Improper soil accumulation suspected of leading to Japan mudslide
It reads like this illegal soil placement did not just contribute to the deadly landslide, it caused it.
When I first read about this "soil accumulation", I pictured a few little piles of soil, a few dump truck loads. A quick search tells me that a dump truck can hold between 7-14 cubic meters. Let's be generous and call it an even 15.
Local authorities say an estimated 54,000 cubic meters of soil which had been brought to a mountainside by a real estate management firm exacerbated the massive mudslide on July 3 in Atami, Shizuoka Prefecture, resulting in the deaths of nine people confirmed as of Friday.
54,000 cubic meters! That's over, probably well over 3,600 dump truck loads.
For instance, the company had reported in 2009 its plan to pile up soil at the lot to a height of 15 meters, but the actual height of the soil reached some 50 meters shortly before the mudslide occurred, according to the prefectural government.

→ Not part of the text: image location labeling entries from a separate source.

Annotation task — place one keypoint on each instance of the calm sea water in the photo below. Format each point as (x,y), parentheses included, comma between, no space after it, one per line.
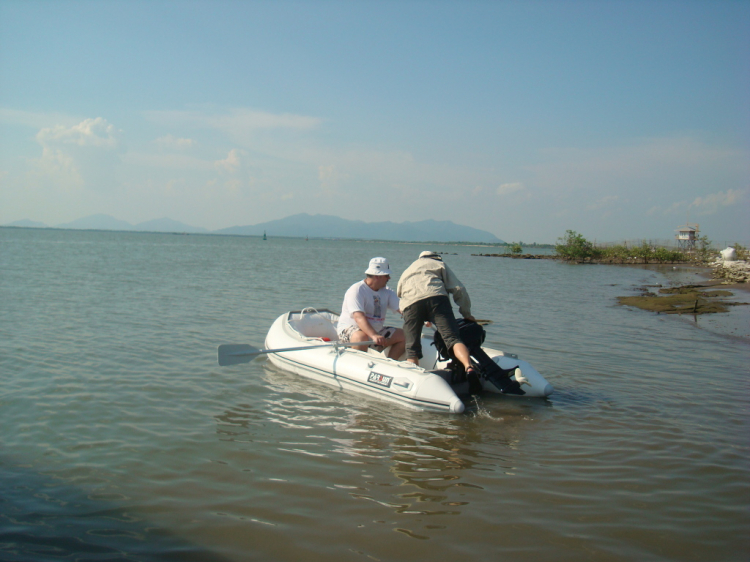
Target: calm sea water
(122,439)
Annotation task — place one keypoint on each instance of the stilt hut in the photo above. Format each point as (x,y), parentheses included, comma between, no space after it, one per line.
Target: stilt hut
(686,237)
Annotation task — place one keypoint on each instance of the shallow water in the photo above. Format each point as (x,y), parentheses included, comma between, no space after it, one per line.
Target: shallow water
(123,440)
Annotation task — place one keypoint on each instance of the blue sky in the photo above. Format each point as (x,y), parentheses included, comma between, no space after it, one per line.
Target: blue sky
(619,120)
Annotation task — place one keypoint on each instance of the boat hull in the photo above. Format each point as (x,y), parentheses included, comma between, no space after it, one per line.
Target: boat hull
(372,373)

A 50 meter tall pile of loose soil? 50 meters? That's enormous.
Some 56,000 cubic meters of soil in total, mostly the soil left by the company, collapsed into a nearby river, traveling a distance of about 2 kilometers. Around 130 houses and buildings were destroyed or damaged.
They know it was from the illegally stored soil because --
Koyama, who conducted an on-site investigation on Monday, said in his report that the soil which triggered the mudslide did not include volcanic rocks naturally seen in the area but consisted mainly of small stones mixed with sand, indicating it had been brought in from outside.
He also concluded that as there were no large volcanic rocks found in the disaster-hit areas, the mudslide derived solely from the accumulated soil.
But there's more, as if this could get any worse --
The real estate management firm based in nearby Odawara in Kanagawa Prefecture, which acquired the mountainside lot in 2006, brought in soil exceeding the amount it reported to the local authority and also mixed industrial waste with it, according to the Shizuoka Prefectural Government.
What sort of industrial waste? Could this have been a project not to construct buildings, but to illegally dispose of toxic industrial waste, waste that now covers a town?
This has organized crime written all over it, and corruption. But the main point is, this was not a natural catastrophe. It was man-made.